Yah, aku bersama Viola yang akan menyeberang menuju Pelabuhan Tanjung Perak dengan tujuan kota yang berbeda pada akhirnya. Aku menikmati udara sejuk pagi itu yang membawaku mengingat kembali peristiwa pendidikan dan pelatihan yang sudah mulai kurasai kebiasaannya.


Rasa sedih menggelayuti hatiku, rasanya baru kemarin aku bisa berkumpul secara offline dengan teman satu angkatanku yang berbeda prodi. Terlepas dari semenyebalkan apapun mereka namun bagiku tetap saja perpisahan adalah hal buruk yang paling tidak kusuka kehadirannya.


Singkatnya, aku dan Viola mulai masuk ke dalam kapal dan memilih tempat duduk di tengah yang paling nyaman dan dekat dengan tangga yang menurun supaya nantinya tidak perlu kesulitan saat akan turun.


Kami duduk dan mulai menempatkan diri dalam posisi ternyaman. Sehingga kemudian fokusku beralih pada seorang kakek yang berjalan lamban dan sedikit membungkuk. Ia terduduk di depan Viola dengan membawa kantung keresek transparan yang kulihat isinya ialah sapu tangan, rokok, dan beberapa barang lain yang tidak dapat kuterka.


Sesaat setelah duduk ia bertanya pada seseorang yang berjualan mengenai permen yang dapat ia beli, sang penjual memberika seplastik permen dan menambahkan satu lagi secara gratis. Kakek itu menerimanya dan mengucapkan terimakasih.

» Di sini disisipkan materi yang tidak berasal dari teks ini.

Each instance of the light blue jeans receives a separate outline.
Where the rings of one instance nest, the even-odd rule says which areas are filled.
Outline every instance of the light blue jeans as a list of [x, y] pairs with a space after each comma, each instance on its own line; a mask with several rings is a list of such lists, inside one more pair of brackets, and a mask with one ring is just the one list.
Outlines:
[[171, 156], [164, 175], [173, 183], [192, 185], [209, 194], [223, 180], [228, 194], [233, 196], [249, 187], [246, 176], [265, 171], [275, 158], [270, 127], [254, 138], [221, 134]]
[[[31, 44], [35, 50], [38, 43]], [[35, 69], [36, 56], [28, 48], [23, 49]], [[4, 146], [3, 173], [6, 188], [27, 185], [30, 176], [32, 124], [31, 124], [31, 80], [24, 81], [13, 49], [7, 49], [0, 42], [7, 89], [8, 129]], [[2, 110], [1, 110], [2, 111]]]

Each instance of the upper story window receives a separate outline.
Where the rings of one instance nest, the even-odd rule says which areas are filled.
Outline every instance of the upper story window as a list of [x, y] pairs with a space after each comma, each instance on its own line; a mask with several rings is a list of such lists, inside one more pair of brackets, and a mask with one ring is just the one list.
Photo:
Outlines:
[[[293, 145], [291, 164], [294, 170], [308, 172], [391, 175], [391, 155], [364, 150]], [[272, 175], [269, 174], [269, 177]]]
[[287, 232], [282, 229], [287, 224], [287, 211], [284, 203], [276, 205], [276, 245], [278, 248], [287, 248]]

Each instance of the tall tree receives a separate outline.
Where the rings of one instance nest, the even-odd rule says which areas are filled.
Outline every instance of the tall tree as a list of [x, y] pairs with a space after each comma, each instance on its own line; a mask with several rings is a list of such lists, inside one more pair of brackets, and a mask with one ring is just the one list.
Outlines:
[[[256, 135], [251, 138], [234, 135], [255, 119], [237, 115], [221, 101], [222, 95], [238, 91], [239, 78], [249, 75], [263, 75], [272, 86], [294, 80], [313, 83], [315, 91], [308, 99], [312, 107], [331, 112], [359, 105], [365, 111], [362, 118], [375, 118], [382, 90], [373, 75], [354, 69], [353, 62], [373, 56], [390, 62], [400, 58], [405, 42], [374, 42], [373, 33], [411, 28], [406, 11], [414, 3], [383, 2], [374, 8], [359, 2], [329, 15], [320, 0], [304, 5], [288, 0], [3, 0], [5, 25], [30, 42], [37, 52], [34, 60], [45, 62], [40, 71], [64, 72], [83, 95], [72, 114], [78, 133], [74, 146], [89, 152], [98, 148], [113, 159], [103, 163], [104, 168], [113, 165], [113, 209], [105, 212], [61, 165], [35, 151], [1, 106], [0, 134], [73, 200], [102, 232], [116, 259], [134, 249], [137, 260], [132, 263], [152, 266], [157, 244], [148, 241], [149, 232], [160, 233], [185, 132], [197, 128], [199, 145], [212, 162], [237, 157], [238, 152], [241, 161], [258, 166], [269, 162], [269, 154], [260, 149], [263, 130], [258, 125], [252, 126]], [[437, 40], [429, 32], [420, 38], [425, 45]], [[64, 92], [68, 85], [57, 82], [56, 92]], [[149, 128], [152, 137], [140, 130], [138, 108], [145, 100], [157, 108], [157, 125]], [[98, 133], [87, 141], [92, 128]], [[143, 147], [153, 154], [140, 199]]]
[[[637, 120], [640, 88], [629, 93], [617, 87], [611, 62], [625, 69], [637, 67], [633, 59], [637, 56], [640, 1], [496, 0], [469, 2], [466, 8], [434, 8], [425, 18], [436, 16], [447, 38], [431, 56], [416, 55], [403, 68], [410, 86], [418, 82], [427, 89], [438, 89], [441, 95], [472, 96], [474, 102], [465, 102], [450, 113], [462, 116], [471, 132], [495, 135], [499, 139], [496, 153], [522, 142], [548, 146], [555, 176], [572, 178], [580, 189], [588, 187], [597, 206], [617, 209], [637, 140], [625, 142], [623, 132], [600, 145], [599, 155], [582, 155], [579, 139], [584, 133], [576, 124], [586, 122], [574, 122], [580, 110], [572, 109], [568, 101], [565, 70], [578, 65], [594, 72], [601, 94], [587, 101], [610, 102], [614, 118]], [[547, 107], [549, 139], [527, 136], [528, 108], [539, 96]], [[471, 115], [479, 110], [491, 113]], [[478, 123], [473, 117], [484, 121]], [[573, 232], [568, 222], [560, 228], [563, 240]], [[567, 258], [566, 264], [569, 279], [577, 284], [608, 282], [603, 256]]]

Namun, beberapa detik kemudian ia menoleh kebelakang dan memberikannya kepadaku dan Viola. Karena merasa tak nyaman, aku dan Violaa menolak. Tapi tetap saja kakek itu memaksa agar aku mau mengambil permen yang diberikannya.


“Nak, tidak boleh menolak rezeki yang diberikan oleh orang lain” begitu ujarnya dalam bahasa Madura. Tentu Viola tidak mengerti, namun aku tahu apa yang disampaikan kakek itu karena aku berasal dari Kota Probolinggo yang notabenenya menggunakan bahasa Madura dan Jawa sekaligus.


Aku tersenyum ramah menanggapi dan mengucapkan terimakasih. Ia mengangguk dan kembali menghadapkan diri ke depan. Kemudian aku mengambil roti yang baru kubeli di toko saat sebelum berangkat. Aku mengambil sepotong dan memakannya.


Aku masih memperhatikan kakek itu dengan seksama, dengan sebuah inisiatif aku memberikan sepotong rotiku yang baru untuknya. Ia berterimakasih dan memakannya. Kemudian ia bertanya dimanakah tempat agar ia bisa merokok, lalu kutunjukkan tempatnya.


Setelah turun dari kapal, aku dan Viola berpisah. Aku mencari bis dan Viola yang mencari angkutan umum untuk menuju stasiun. Kembali rasa kehilangan menghantuiku, kami berjabat tangan dan melambai satu sama lain hingga kemudian saling menghilang dalam tatapan.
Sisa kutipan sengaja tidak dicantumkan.